Und noch ein anderer Gegensatz: Piranesi.


Bild: piranes1.jpg

 


Bild: piranes2.jpg


Bild: piranes3.jpg:
aus seiner Radierungsserie
Piranesi ist ein Sonderfall, weil er als Architekt und Künstler
abgesehen von seinen Vedutenszenen eine fantastische Innenarchitektur
verbunden hatte mit Folterszenen.

www.kgi.ruhr-uni-bochum.de/piranesi/m1/m1-3.htm

Piranesi verband ein Raumverständnis mit der Aktivierung des Betrachters, mal intensiver und mal weniger eindringlich.Man ist immer gezwungen, die Folterszenen zu interpretieren, hält inne und fährt aber im Bild gleichsam den Raum nach.


Raum kann aber auch in der Realisierung von Vertrauensbezügen liegen, wir bewegen uns in wahrscheinlichen sicheren Reaktionen und wir handeln oft gleich oder ähnlich, um uns des vertrauten Raumes zu versichern. Wir übernehmen aber oft auch fremde Erwartungen und verhalten uns danach.


Angefügte CDF-Zitate:
"Schließe dein leibliches Auge, damit du mit dem geistigen Auge zuerst siehest dein Bild. Dann fördere zutage, was duim Dunkeln gesehen, daß es zurückwirke auf andere von außen nach innen." (Caspar David Friedrich)

"Der Maler soll nicht bloß malen, was er vor sich sieht, sondern auch, was er in sich sieht. Sieht er aber nichts in sich, so unterlasse er auch zu malen, was er vor sich sieht. Sonst werden seine Bilder den spanischen Wänden gleichen, hinter denen man nur Kranke oder gar Tote erwartet." (CDF)
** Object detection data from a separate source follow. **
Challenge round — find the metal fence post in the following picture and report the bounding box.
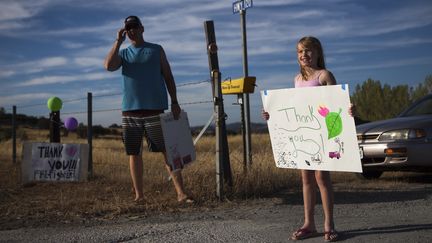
[87,92,93,178]
[204,20,233,200]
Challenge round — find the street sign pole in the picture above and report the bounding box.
[240,10,252,169]
[233,0,253,170]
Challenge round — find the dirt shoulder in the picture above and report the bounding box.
[0,183,432,242]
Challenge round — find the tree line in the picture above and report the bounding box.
[0,75,432,140]
[351,75,432,121]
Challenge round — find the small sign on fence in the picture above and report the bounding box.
[160,111,196,170]
[21,142,89,184]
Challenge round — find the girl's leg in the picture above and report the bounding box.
[301,170,317,230]
[291,170,316,240]
[315,171,334,232]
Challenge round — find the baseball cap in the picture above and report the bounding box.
[125,15,142,28]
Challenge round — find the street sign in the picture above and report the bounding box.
[233,0,253,14]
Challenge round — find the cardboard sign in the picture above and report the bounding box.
[21,142,89,183]
[160,111,196,170]
[261,85,362,172]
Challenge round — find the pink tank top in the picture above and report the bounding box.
[294,70,324,88]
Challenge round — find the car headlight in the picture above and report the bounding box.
[378,129,426,141]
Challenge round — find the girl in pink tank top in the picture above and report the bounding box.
[262,37,339,241]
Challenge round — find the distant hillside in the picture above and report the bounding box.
[0,109,268,134]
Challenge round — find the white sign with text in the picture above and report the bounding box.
[160,111,196,170]
[261,84,362,172]
[22,142,88,183]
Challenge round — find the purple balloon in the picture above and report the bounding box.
[64,117,78,131]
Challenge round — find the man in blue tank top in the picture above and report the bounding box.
[105,16,193,203]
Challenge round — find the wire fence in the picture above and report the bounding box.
[4,79,213,115]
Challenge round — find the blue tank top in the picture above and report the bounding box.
[119,42,168,111]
"Jedes echte Kunstwerk wird in geweihter Stunde empfangen und in glücklicher geboren, oft dem Künstler unbewußt aus innerem Drang des Herzens." (CDF)

"Heilig sollst du halten jede fromme Regung deines Gemütes, heilig achten jede fromme Ahndung; denn sie ist Kunst in uns! In begeisternder Stunde wird sie zur anschaulichen Form; und diese Form ist dein Bild!" (CDF)
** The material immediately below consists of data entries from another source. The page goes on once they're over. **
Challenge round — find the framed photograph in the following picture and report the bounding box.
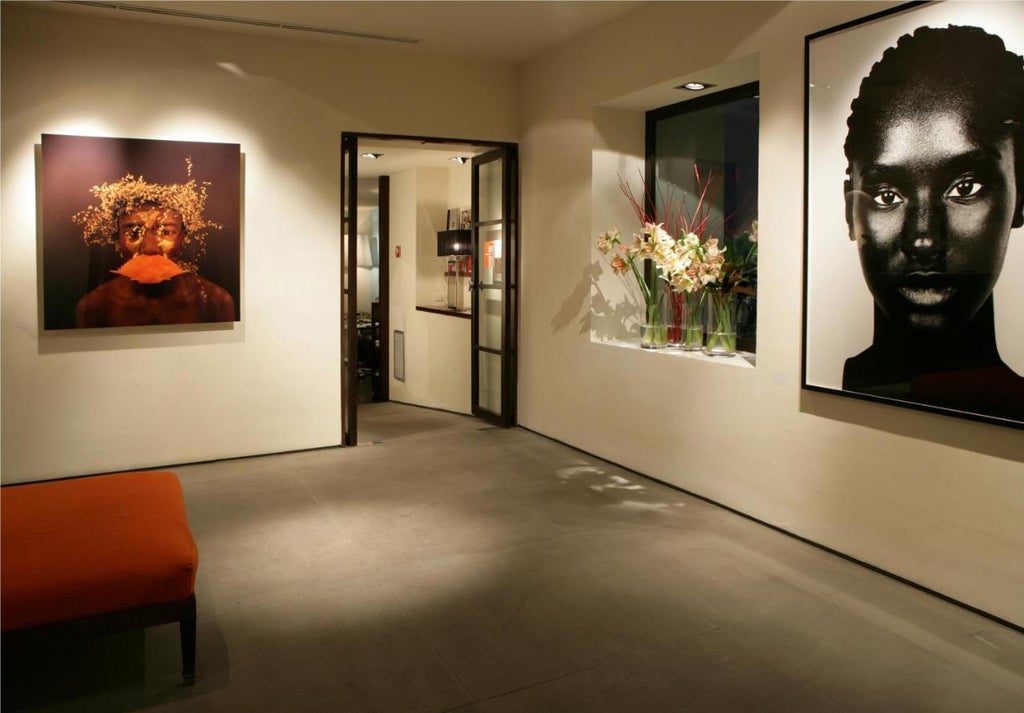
[40,134,242,330]
[803,0,1024,428]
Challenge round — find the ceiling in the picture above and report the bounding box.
[32,0,643,65]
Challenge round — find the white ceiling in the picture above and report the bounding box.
[39,0,643,64]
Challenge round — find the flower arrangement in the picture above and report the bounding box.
[597,222,676,348]
[597,166,757,353]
"Ein Bild muss empfunden, nicht erfunden sein." (CDF)


Nachbemerkungen:
Dem Begriff des Gesamtkunstwerks kann ich mit dem Zitat der Wieskirche als einem geschichtlichen Zeitdokument nahekommen.

In diesem Zusammenhang zitiere ich "Yellow Submarine", dem Klassiker der Animationsindustrie, in dem alle Raumverständnisse durch die Schilderung von flächiger und räumlicher Pseudo-3D-Animation locker über den Haufen gefegt werden.
Dies waren unsere ersten eigenen absolut unbefangenen und fröhlichen Ausbruchsversuche, das "flächige" Gefängnis der Wirklichkeitsinterpretation zu verlassen.

Mit der Weiterentwicklung des Rechners kamen aber noch Computerspiele hinzu. Es sind jetzt schon genug Datensätze da, um sie in einem anderen Regelthema zu bearbeiten.